Ernest Howard Crosby (1856-1907) was a lawyer by trade. He attended NYU. More importantly however, he was a staunch anti-imperialist and social reformer. He is not nearly as well known as the people with whom he associated, such as Leo Tolstoy and later Bolton Hall, Henry Codman Potter, William Dean Howells, Josephine Shaw Lowell. His involvement with the anti-imperialist movement, as well as his other social actions were remarkable at their time, but are not remember today as well and they should be.

Ernest Crosby, who often went by his middle name, wrote many socially progressive works, including an anti-imperialist novel, Captain Jinks, Hero (1902).

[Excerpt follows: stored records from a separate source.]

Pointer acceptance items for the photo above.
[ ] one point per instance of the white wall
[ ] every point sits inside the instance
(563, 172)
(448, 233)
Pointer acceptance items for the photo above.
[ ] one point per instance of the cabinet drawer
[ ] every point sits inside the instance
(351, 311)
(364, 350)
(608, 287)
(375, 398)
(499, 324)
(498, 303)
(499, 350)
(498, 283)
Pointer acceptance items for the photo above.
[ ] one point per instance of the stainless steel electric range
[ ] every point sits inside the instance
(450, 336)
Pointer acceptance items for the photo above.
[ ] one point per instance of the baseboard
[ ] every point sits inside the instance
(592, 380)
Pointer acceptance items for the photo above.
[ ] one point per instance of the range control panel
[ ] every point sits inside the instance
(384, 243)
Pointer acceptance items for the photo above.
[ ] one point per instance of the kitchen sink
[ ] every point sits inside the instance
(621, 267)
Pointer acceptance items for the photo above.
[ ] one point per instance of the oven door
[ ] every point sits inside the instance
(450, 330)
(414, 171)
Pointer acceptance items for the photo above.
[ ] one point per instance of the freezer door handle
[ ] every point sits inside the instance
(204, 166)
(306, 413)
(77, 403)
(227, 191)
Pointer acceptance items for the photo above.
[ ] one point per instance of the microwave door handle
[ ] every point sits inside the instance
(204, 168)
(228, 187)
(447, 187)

He also wrote many poems, including:

  • Choir Practice
  • The Search
  • The Soul of the World
  • The Real "White Man's Burden"
  • Rebels (1902)
  • The Flag (1902)
  • The Military Creed(1902)
  • The Pirate Flag (1902)
  • The Real Epitaph (1902)
My favorite of these is The Search, because of it’s association with Alpha Epsilon Pi, my fraternity.

My second favorite is The Real "White Man's Burden". It was written in response to, of course, Rudyard Kipling’s The White Man's Burden and was publsihed in the New York Times on February 15, 1899. The poem is basically a parody, where instead of talking about the white man helping the "underprivileged", he instead talks about the realities of slavery.

In addition to his writing, Crosby was an activist for social reform and a strong supporter of the anti-imperialist cause. He participated in "A Peace Appeal to Labor," a protest against the Spanish-American War. Crosby was president of the Anti-Imperialist League of New York, an organization he helped found, from 1900 to 1905. In 1904 until his death in 1907, he served as the vice president of the national Anti-Imperialist League.